Nel 2021, gli uomini italiani hanno recuperato circa 4 mesi e le donne 3. Ma si tratta di un dato medio nazionale che, come sottolinea l’Istat, “nasconde profonde differenze territoriali”. Al Nord, infatti, il recupero rispetto al 2020 è stato di quasi un anno, portando la media a 82,9 anni. Al Sud, al contrario, si sono persi ulteriori 6 mesi (in aggiunta i 7 dell’anno precedente), attestando la stima a 81,3 anni.
Come sottolinea il rapporto, si tratta comunque di un dato legato anche alle diverse tempistiche di diffusione del Covid, che ha raggiunto le regioni meridionali dopo quelle settentrionali, con code di mortalità che si sono prolungate anche nella prima parte del 2021.
I dati sulla speranza di vita di alcune province
Un esempio citato dall’Istat è quello della provincia di Bergamo, che ha recuperato quasi completamente i 4 anni di speranza di vita persi nel 2020, risalendo così dal 106° al 13° posto della classifica generale. Ma il trend è confermato anche da Cremona (che ha recuperato circa 3 dei 4 anni persi), Piacenza (risalita dal 102° al 38° posto) e Lodi (da 104^ a 47^).
Vi sono, al contrario, diverse province meridionali che, addirittura, nel 2020 avevano guadagnato qualche mese di vita, trovandosi a pagare le conseguenze della pandemia soprattutto nel 2021. In Sicilia, ad esempio, Trapani perde ora 6 mesi dopo averne guadagnato 1. Caltanissetta addirittura vede calare la speranza di vita alla nascita di 1,1 anni dopo un incremento di 2 mesi.
Va decisamente peggio a Campobasso, che, perso circa un anno nel 2020, lo scorso anno ha perso altri 16 mesi. O Enna, dove la stima diminuisce di 1 anno in aggiunta agli 11 mesi persi nell’anno precedente. C’è poi chi, come Roma o Padova, mantiene stabile la speranza di vita nel 2021 dopo aver perso circa 6 mesi l’anno precedente. E il caso particolare della provincia di Viterbo, stabile per l’intero biennio 2019-2021 a 82,1 anni.
Il futuro demografico dell’Italia
Il nuovo rapporto Istat arriva a pochi giorni e si collega a un altro report, pubblicato sempre dall’Istituto di Statistica: quello relativo alle previsioni sul futuro demografico dell’Italia.
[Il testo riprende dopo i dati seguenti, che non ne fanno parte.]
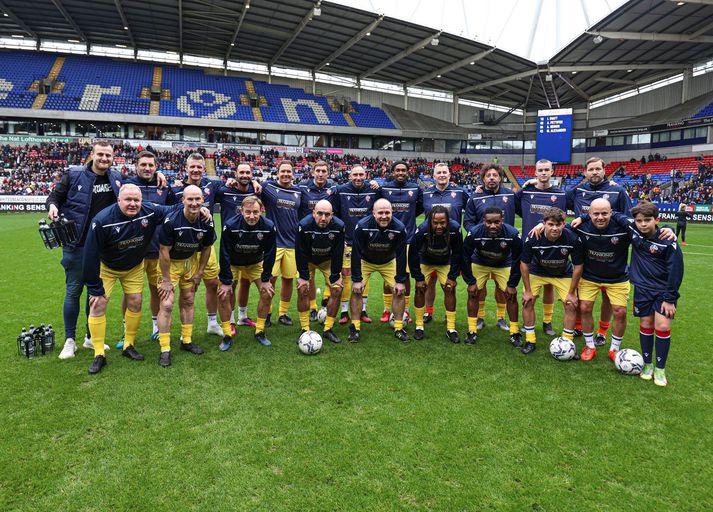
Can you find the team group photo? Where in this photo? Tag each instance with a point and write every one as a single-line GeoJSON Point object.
{"type": "Point", "coordinates": [298, 255]}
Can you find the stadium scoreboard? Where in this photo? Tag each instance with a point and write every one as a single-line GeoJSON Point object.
{"type": "Point", "coordinates": [554, 135]}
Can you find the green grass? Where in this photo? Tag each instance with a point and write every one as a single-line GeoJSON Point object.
{"type": "Point", "coordinates": [378, 425]}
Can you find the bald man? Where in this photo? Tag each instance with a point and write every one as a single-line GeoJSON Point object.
{"type": "Point", "coordinates": [379, 245]}
{"type": "Point", "coordinates": [118, 239]}
{"type": "Point", "coordinates": [185, 244]}
{"type": "Point", "coordinates": [320, 246]}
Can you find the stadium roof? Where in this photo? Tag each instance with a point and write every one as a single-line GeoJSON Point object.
{"type": "Point", "coordinates": [642, 41]}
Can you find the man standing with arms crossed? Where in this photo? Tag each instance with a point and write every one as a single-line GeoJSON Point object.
{"type": "Point", "coordinates": [247, 249]}
{"type": "Point", "coordinates": [320, 246]}
{"type": "Point", "coordinates": [185, 247]}
{"type": "Point", "coordinates": [379, 245]}
{"type": "Point", "coordinates": [530, 203]}
{"type": "Point", "coordinates": [454, 199]}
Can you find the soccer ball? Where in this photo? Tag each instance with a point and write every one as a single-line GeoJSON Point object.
{"type": "Point", "coordinates": [629, 362]}
{"type": "Point", "coordinates": [310, 343]}
{"type": "Point", "coordinates": [563, 349]}
{"type": "Point", "coordinates": [407, 319]}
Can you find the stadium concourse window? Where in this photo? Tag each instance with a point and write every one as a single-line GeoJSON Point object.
{"type": "Point", "coordinates": [51, 128]}
{"type": "Point", "coordinates": [319, 141]}
{"type": "Point", "coordinates": [98, 129]}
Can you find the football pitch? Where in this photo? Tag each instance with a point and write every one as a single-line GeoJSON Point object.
{"type": "Point", "coordinates": [378, 425]}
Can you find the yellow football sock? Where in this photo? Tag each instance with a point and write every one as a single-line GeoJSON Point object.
{"type": "Point", "coordinates": [347, 290]}
{"type": "Point", "coordinates": [97, 326]}
{"type": "Point", "coordinates": [547, 310]}
{"type": "Point", "coordinates": [501, 310]}
{"type": "Point", "coordinates": [388, 301]}
{"type": "Point", "coordinates": [451, 320]}
{"type": "Point", "coordinates": [284, 307]}
{"type": "Point", "coordinates": [472, 324]}
{"type": "Point", "coordinates": [259, 325]}
{"type": "Point", "coordinates": [132, 321]}
{"type": "Point", "coordinates": [304, 320]}
{"type": "Point", "coordinates": [164, 340]}
{"type": "Point", "coordinates": [187, 333]}
{"type": "Point", "coordinates": [329, 323]}
{"type": "Point", "coordinates": [419, 317]}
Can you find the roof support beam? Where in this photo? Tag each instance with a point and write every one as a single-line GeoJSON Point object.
{"type": "Point", "coordinates": [354, 40]}
{"type": "Point", "coordinates": [70, 20]}
{"type": "Point", "coordinates": [306, 19]}
{"type": "Point", "coordinates": [401, 55]}
{"type": "Point", "coordinates": [498, 81]}
{"type": "Point", "coordinates": [451, 67]}
{"type": "Point", "coordinates": [654, 36]}
{"type": "Point", "coordinates": [613, 67]}
{"type": "Point", "coordinates": [576, 89]}
{"type": "Point", "coordinates": [19, 22]}
{"type": "Point", "coordinates": [125, 21]}
{"type": "Point", "coordinates": [244, 12]}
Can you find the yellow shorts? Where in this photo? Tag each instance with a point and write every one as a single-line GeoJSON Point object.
{"type": "Point", "coordinates": [132, 280]}
{"type": "Point", "coordinates": [250, 272]}
{"type": "Point", "coordinates": [347, 260]}
{"type": "Point", "coordinates": [325, 268]}
{"type": "Point", "coordinates": [152, 270]}
{"type": "Point", "coordinates": [387, 271]}
{"type": "Point", "coordinates": [211, 268]}
{"type": "Point", "coordinates": [440, 270]}
{"type": "Point", "coordinates": [182, 271]}
{"type": "Point", "coordinates": [561, 284]}
{"type": "Point", "coordinates": [499, 275]}
{"type": "Point", "coordinates": [618, 293]}
{"type": "Point", "coordinates": [285, 264]}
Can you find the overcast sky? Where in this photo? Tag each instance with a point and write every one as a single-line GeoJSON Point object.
{"type": "Point", "coordinates": [506, 24]}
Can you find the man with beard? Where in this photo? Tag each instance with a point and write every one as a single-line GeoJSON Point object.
{"type": "Point", "coordinates": [493, 194]}
{"type": "Point", "coordinates": [320, 246]}
{"type": "Point", "coordinates": [437, 247]}
{"type": "Point", "coordinates": [407, 202]}
{"type": "Point", "coordinates": [454, 199]}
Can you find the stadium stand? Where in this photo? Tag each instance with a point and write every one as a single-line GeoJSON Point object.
{"type": "Point", "coordinates": [82, 83]}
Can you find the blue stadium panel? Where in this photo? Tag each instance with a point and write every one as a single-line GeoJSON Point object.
{"type": "Point", "coordinates": [367, 116]}
{"type": "Point", "coordinates": [196, 94]}
{"type": "Point", "coordinates": [17, 72]}
{"type": "Point", "coordinates": [705, 111]}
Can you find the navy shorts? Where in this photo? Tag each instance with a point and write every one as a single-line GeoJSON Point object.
{"type": "Point", "coordinates": [647, 302]}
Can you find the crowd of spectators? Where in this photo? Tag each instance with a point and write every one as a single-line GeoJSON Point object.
{"type": "Point", "coordinates": [34, 169]}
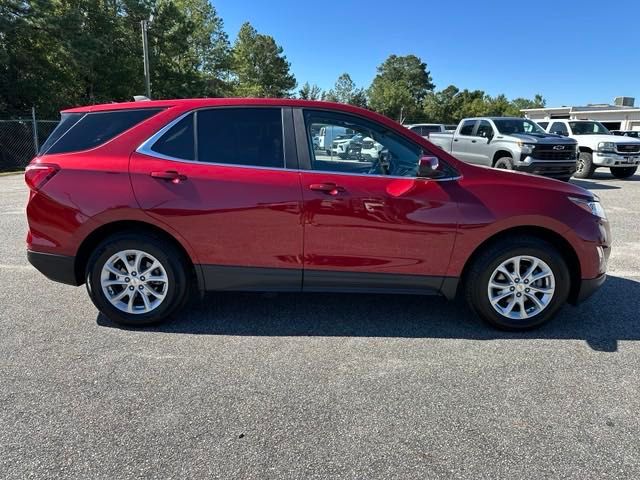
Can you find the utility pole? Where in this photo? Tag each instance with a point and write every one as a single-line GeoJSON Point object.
{"type": "Point", "coordinates": [144, 24]}
{"type": "Point", "coordinates": [34, 127]}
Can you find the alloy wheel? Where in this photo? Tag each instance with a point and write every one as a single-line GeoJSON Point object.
{"type": "Point", "coordinates": [521, 287]}
{"type": "Point", "coordinates": [134, 281]}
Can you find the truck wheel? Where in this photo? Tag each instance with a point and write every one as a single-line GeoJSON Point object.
{"type": "Point", "coordinates": [623, 172]}
{"type": "Point", "coordinates": [505, 163]}
{"type": "Point", "coordinates": [584, 167]}
{"type": "Point", "coordinates": [517, 283]}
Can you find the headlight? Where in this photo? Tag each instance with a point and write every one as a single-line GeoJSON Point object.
{"type": "Point", "coordinates": [526, 147]}
{"type": "Point", "coordinates": [593, 206]}
{"type": "Point", "coordinates": [606, 146]}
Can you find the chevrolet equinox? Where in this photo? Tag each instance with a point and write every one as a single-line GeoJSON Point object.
{"type": "Point", "coordinates": [146, 202]}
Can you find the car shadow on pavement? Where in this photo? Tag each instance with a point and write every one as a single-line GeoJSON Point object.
{"type": "Point", "coordinates": [612, 314]}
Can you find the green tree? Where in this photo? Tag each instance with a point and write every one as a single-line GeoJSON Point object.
{"type": "Point", "coordinates": [310, 92]}
{"type": "Point", "coordinates": [345, 91]}
{"type": "Point", "coordinates": [259, 66]}
{"type": "Point", "coordinates": [400, 86]}
{"type": "Point", "coordinates": [190, 52]}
E il quadro relativo alla popolazione del nostro Paese conferma la presenza di un “potenziale quadro di crisi”.
Perché la popolazione residente è in decrescita, con previsioni che, dai 59,3 milioni al 1° gennaio 2021, sono di 57,9 milioni nel 2030, 54,2 milioni nel 2050 e 47,7 milioni nel 2070, con una media annua del -6,3‰. Ma non solo. Entro 10 anni, in 4 comuni su 5 (9 su 10 nelle zone rurali) è atteso un calo di popolazione.
E poi cambierà radicalmente la struttura sociale. Le famiglie, riporta l’Istat, aumenteranno “ma con un numero medio di componenti sempre più piccolo. Meno coppie con figli, più coppie senza: entro il 2041 1 famiglia su 4 sarà composta da una coppia con figli, più di 1 su 5 non ne avrà”.
Nel contempo, ci saranno sempre più anziani. Il rapporto tra persone in età lavorativa e non passerà da circa 3 a 2 nel 2021 a circa 1 a 1 nel 2050. Quando gli under 14, in uno scenario mediano, potrebbero essere solo l’11,7% del totale degli Italiani, mentre gli over 65 il 34,9%.